On Wednesday, 4 November 2015 at 16:17:29 UTC, Jack Stouffer wrote:
Looking through the source code of std.string, a lot of the functions that allocate have range based non-allocating alternatives that accomplish the same task. I'm wondering if there is any specific reason to keep the allocating versions around? If there are two functions in the same module that perform the same task, why not do the cycle of deprecation->remove docs->remove on the allocating version, as the other function is clearly better. Also, it's more GC handling code that would be removed, which is good for PR reasons.
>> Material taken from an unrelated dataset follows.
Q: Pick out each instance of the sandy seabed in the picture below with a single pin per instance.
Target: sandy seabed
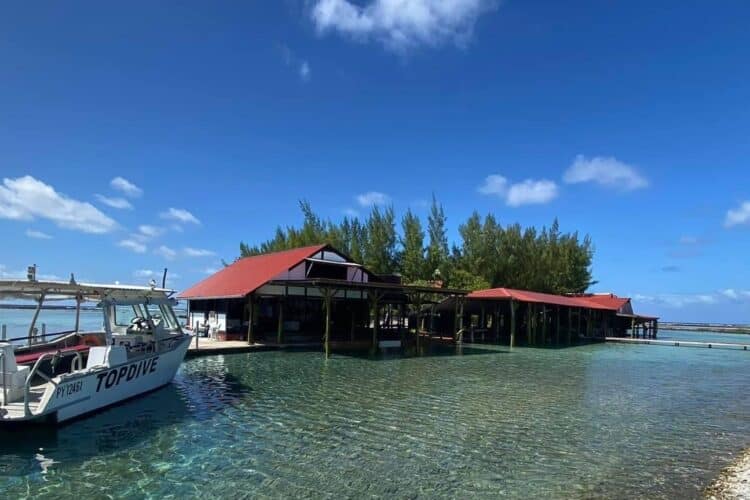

And why break the code that uses them? They work just fine, and for many programs, the allocation is a non-issue and simply getting a string back rather than a range is more user-friendly. We probably wouldn't add functions like them at this point (particularly if we already had the range-based ones), but I really don't see any point in removing them. And even if it were good PR to remove GC-allocating functions, it's bad PR to break existing code, so it needs to have a solid reason as to why it's worth it, which I don't think that we have in this case. And it's not like we're ever going to remove all of the GC-allocating stuff from Phobos anyway. Some stuff needs it. We just want to make it so that the GC is not required by the code when it's not actually required to do what the code does. And if we have an eager function that allocates and a lazy one which doesn't, we've provided the @nogc option for that functionality already.